In [114]:
import pandas as pd
from gensim import utils
from gensim.models.doc2vec import TaggedDocument
from gensim.models import Doc2Vec
from sklearn.tree import DecisionTreeClassifier
from sklearn.ensemble import RandomForestClassifier
from sklearn.metrics import accuracy_score
import optuna
from sklearn.model_selection import cross_val_score
from sklearn.pipeline import Pipeline

### Step 1 - Import Train and Test Data

In [95]:
# Load training set from CSV
train_data = pd.read_csv("train_data.csv")
# Load test set from CSV
test_data = pd.read_csv("test_data.csv")

### Step 2 - Pre-process Text

In [96]:
# Apply simple pre-processing function to train data
train_data['train_tokens'] = train_data['modified_clause_text'].apply(utils.simple_preprocess)
# Apply simple pre-processing function to test data
test_data['test_tokens'] = test_data['modified_clause_text'].apply(utils.simple_preprocess)

### Step 3 - Tag the Documents

In [97]:
# Produce unique identifier for Doc2Vec to work on document using index as unique tag
tagged_data = [TaggedDocument(words=_d, tags=[str(i)]) for i, _d in enumerate(train_data['train_tokens'])]

### Step 4 - Function to Train the Doc2Vec model and Extract Vectors for Train and Test sets

In [98]:
# Initialize the Doc2Vec model using PV-DM (which is like CBOW) 

def get_vectors(tagged_docs, vectorsize, windowsize, mincount, worker_no, dm, epochs_no):

    model = Doc2Vec(
    vector_size=vectorsize,   # Dimensionality of the vectors
    window=windowsize,          # Context window size
    min_count=mincount,       # Ignores all words with total frequency lower than this
    workers=worker_no,         # Number of parallel threads
    dm=1               # PV-DM (CBOW-like) mode
    )

    # Build the vocabulary from the tagged data
    model.build_vocab(tagged_data)
        
    # Train the model
    model.train(tagged_data, total_examples=model.corpus_count, epochs=epochs_no)

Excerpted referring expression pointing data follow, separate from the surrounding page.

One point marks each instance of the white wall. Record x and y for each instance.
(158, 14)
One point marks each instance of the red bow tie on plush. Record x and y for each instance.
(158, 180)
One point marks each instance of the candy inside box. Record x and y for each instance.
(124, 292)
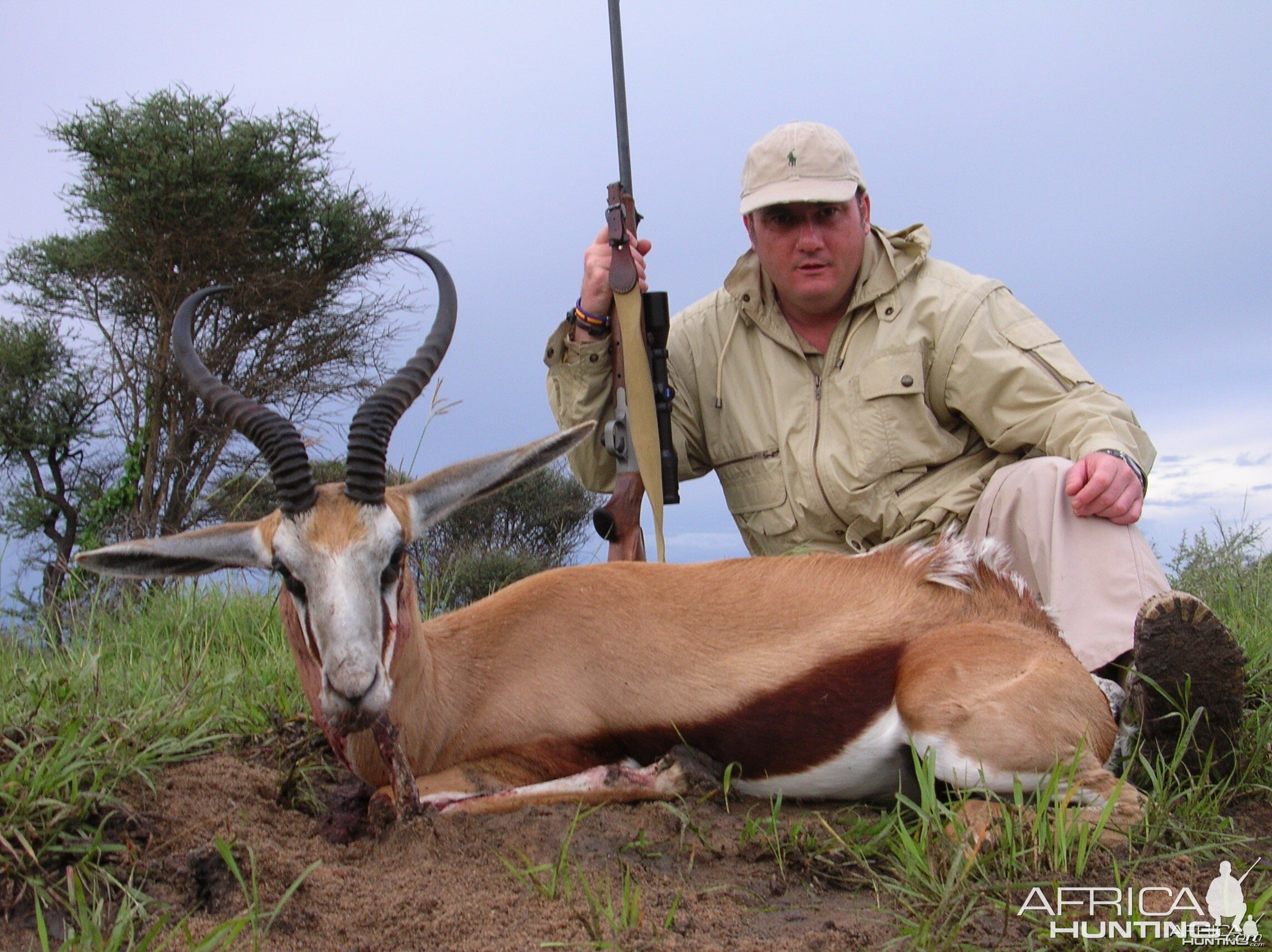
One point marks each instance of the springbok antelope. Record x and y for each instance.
(817, 675)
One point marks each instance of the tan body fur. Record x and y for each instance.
(537, 680)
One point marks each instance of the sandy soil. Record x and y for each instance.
(440, 884)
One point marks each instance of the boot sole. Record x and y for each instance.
(1183, 648)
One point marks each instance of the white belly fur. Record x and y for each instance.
(871, 765)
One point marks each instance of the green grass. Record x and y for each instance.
(158, 679)
(177, 672)
(943, 895)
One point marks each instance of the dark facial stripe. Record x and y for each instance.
(797, 727)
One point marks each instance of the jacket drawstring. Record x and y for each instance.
(844, 353)
(721, 362)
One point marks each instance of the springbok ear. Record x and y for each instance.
(445, 490)
(237, 545)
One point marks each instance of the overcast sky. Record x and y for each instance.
(1111, 163)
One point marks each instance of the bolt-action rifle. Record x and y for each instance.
(642, 428)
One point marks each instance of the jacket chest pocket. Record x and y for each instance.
(898, 428)
(756, 493)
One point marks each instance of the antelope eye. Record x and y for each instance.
(290, 582)
(394, 569)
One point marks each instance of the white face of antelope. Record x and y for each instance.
(341, 563)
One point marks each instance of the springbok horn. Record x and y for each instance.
(376, 419)
(275, 437)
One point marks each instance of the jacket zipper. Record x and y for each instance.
(1039, 359)
(919, 479)
(817, 438)
(763, 455)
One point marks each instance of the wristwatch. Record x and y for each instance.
(1135, 468)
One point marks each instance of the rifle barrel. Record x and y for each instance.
(616, 58)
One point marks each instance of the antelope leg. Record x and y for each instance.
(406, 796)
(608, 783)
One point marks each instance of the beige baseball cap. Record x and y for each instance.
(799, 162)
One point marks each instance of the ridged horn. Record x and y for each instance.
(376, 419)
(274, 435)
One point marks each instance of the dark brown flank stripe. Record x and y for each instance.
(804, 723)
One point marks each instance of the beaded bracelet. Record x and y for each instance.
(594, 324)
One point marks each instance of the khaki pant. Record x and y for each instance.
(1092, 573)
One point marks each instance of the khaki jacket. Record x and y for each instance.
(934, 380)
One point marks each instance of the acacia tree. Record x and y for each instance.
(178, 191)
(47, 404)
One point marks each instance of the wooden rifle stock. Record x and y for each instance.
(619, 519)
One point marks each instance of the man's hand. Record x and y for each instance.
(1106, 487)
(597, 296)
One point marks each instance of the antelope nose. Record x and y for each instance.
(354, 698)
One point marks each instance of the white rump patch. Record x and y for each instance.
(871, 765)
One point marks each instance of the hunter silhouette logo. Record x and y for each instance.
(1153, 911)
(1224, 899)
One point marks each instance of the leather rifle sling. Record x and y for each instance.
(642, 416)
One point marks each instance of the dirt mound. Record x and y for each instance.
(443, 884)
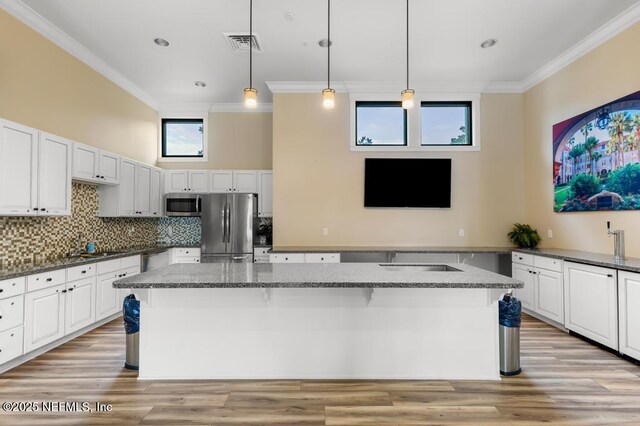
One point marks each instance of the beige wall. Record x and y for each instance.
(606, 73)
(319, 183)
(43, 86)
(236, 140)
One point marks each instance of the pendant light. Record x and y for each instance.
(407, 94)
(328, 94)
(250, 94)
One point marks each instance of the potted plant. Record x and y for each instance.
(524, 236)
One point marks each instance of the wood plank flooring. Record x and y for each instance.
(564, 381)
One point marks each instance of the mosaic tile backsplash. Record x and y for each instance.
(28, 239)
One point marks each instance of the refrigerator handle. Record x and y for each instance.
(224, 223)
(229, 223)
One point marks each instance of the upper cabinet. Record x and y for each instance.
(187, 181)
(35, 172)
(137, 195)
(95, 165)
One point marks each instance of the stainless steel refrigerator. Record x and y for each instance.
(229, 223)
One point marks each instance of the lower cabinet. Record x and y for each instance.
(542, 292)
(44, 317)
(80, 304)
(591, 302)
(629, 313)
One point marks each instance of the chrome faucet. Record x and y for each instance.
(618, 242)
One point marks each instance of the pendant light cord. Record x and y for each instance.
(251, 44)
(407, 44)
(328, 43)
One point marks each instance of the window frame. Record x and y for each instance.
(182, 117)
(414, 122)
(468, 121)
(374, 104)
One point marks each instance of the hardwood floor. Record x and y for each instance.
(564, 381)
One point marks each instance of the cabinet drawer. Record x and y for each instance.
(80, 272)
(187, 252)
(46, 280)
(287, 258)
(10, 344)
(322, 258)
(13, 287)
(522, 258)
(547, 263)
(108, 266)
(11, 312)
(130, 262)
(261, 251)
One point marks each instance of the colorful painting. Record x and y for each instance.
(596, 158)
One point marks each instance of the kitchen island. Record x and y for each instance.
(319, 321)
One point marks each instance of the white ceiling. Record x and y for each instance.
(368, 36)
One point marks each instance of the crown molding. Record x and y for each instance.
(609, 30)
(239, 107)
(32, 19)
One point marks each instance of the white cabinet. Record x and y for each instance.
(80, 304)
(35, 172)
(245, 181)
(591, 302)
(95, 165)
(527, 293)
(549, 294)
(629, 313)
(137, 195)
(54, 175)
(221, 181)
(44, 317)
(265, 193)
(233, 181)
(143, 190)
(18, 169)
(156, 193)
(187, 181)
(543, 291)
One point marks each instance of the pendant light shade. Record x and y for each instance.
(328, 98)
(328, 94)
(250, 97)
(250, 94)
(407, 95)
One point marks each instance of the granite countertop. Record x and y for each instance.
(631, 264)
(303, 275)
(68, 262)
(397, 249)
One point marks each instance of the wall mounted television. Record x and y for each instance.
(407, 182)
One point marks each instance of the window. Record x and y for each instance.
(446, 123)
(182, 138)
(380, 124)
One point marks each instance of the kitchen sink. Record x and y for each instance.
(419, 267)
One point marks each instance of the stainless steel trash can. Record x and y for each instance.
(132, 353)
(509, 351)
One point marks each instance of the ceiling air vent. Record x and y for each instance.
(239, 42)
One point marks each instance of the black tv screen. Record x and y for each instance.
(407, 182)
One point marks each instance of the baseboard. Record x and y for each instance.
(37, 352)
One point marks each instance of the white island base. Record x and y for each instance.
(319, 333)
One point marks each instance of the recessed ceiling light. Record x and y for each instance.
(488, 43)
(161, 42)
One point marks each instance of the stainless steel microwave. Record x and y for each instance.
(182, 204)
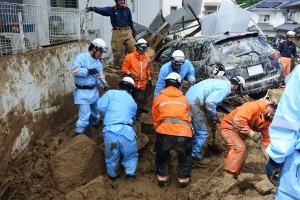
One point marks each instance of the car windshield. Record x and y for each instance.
(239, 47)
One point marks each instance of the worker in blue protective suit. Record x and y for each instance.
(88, 71)
(178, 64)
(204, 98)
(119, 110)
(283, 168)
(123, 32)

    X_train = [model.dv[i] for i in range(len(tagged_docs))]
    y_train = train_data["clause_type"]
    X_test = [model.infer_vector(doc) for doc in test_docs]
    y_test = test_data["clause_type"]

    return X_train, y_train, X_test, y_test


### Step 5 - Run functions and train Classifier


In [99]:
tagged_docs = train_data['train_tokens']    
test_docs = test_data['test_tokens']

X_train, y_train, X_test, y_test = get_vectors(tagged_docs,  vectorsize=100, windowsize=5, mincount=2, worker_no=4, dm=1, epochs_no=5)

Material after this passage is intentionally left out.